In this project, we will work with real-life data provided to us by our Bertelsmann partners AZ Direct and Arvato Finance Solution. The data here concerns a company that performs mail-order sales in Germany. Their main question of interest is to identify facets of the population that are most likely to be purchasers of their products for a mailout campaign. Your job as a data scientist will be to use unsupervised learning techniques to organize the general population into clusters, then use those clusters to see which of them comprise the main user base for the company. Prior to applying the machine learning methods, you will also need to assess and clean the data in order to convert the data into a usable form.

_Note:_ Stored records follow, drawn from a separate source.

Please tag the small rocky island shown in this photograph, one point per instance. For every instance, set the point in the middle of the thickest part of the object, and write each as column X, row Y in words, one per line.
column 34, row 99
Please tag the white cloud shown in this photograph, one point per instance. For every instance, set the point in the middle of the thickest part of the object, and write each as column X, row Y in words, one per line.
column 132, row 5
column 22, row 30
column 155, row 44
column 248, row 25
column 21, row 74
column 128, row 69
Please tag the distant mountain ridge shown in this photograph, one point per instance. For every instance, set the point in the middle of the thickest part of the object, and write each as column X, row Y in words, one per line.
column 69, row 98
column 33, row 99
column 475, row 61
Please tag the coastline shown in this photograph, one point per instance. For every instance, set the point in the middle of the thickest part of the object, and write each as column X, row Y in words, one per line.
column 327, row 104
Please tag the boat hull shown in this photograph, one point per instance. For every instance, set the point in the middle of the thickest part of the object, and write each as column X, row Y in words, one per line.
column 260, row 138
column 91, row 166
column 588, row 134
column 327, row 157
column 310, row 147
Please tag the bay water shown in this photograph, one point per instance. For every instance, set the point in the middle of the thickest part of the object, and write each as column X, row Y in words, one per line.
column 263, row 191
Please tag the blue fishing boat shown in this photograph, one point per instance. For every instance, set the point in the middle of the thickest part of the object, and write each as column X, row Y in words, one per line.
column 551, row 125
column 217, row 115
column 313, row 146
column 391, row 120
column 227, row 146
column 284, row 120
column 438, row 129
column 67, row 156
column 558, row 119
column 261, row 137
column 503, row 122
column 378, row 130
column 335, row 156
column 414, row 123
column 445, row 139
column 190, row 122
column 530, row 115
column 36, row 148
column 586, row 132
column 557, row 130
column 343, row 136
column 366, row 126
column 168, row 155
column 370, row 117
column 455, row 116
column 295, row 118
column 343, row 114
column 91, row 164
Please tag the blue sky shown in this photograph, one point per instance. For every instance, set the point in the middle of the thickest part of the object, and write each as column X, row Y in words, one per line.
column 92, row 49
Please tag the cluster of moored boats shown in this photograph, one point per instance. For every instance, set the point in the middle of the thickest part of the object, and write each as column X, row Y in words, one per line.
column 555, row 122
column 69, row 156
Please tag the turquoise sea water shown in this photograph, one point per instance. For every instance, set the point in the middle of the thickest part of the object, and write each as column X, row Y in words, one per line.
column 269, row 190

And the project is divided as follows:
- Step 0: Load The data
- Step 1: Preprocessing
- Assessment - Cleaning - Re-encoding
- Feature engineering
- Step 2: Feature Transformation
- Feature scaling and Perform the PCA
- Interpret Principal Components
- Step 3: Clustering
- Apply clustring
- Compare Customer Data to Demographics Data
This project uses Python 3 and is designed to be completed through the Jupyter Notebooks IDE. The following libraries are expected to be used in this project:
- NumPy
- Pandas
- Sklearn/scikit-learn
- Matplotlib (for data visualization)
- Seaborn (for data visualization)
It is highly recommended that you use the Anaconda distribution to install Python, since the distribution includes all necessary Python libraries as well as Jupyter Notebooks.
The actual data was removed due to terms and conditions of AZ Direct GmbH which prohibits of using data in any other content rather than Udacity course.
Cluster 9 is overrepresented in the customers data compared to general population data, we can describe some segments of the population that are relatively popular with the mail-order company:
- People with age older than 60 years old is higher (ALTERSKATEGORIE_GROB = 3.608463)
- Females (ANREDE_KZ = 1.535703)
- People who are socially-minded (average affinity) (SEMIO_SOZ = 3.915283)
Cluster 8 is underrepresented in the customers data compared to general population data, we can illustrate some segments of the population that are relatively unpopular with the company:
- People with age of 30 - 45 years old is lower (ALTERSKATEGORIE_GROB = 1.805549)
- Females (ANREDE_KZ = 1.981174)
- People who are socially-minded (high affinity) (SEMIO_SOZ = 3.226965)
Note: There is one iPython notebook to showcase work related to this project. The html file was generated from the iPython notebook.